Kis lo escribió. Gente que respeto mucho sostiene que Enciclopedia de los muertos es el mejor de los libros que escribió Kis, pero yo no terminaba de convencerme hasta que leí Laúd y cicatrices, un breve conjunto de seis cuentos y medio que se publicó póstumamente, en 2002 (Kis murió en 1989, el libro se tradujo a nuestro idioma veinte años después). Ahí leí “Yuri Golets”. Ahí me enteré de que, hasta ultimísimo momento, iba a formar parte de Enciclopedia de los muertos.
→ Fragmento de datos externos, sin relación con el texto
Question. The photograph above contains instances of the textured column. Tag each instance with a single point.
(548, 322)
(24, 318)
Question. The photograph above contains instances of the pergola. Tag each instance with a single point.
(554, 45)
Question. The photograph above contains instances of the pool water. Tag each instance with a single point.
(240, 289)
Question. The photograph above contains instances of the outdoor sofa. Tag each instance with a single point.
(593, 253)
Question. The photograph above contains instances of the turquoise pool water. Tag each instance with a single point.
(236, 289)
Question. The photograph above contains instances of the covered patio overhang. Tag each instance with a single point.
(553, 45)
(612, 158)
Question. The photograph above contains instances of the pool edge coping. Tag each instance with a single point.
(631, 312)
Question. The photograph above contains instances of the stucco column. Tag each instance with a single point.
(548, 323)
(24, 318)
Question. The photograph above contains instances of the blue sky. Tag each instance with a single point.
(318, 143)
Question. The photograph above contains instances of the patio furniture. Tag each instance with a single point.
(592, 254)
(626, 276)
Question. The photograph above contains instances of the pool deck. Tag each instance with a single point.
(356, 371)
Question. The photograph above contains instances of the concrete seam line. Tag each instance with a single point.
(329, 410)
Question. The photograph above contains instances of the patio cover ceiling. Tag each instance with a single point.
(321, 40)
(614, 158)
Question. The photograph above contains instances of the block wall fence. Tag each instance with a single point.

¿Por qué lo sacó Kis? Hace quince años que leo sus libros con devoción pero, hasta esta cuarentena, no se me había ocurrido nunca ponerme a pensar en eso. Y ayer, después de mirar toda la tarde la lluvia por mi ventana, de golpe entendí lo obvio. “Yuri Golets” no quedó dentro de Enciclopedia de los muertos por una simple razón. Porque Piotr Rawicz no estaba ya presente para decirle a Kis: “Está bien, hazlo. Pero dentro de un año, si todavía necesitas hacerlo. Ahora bebamos”.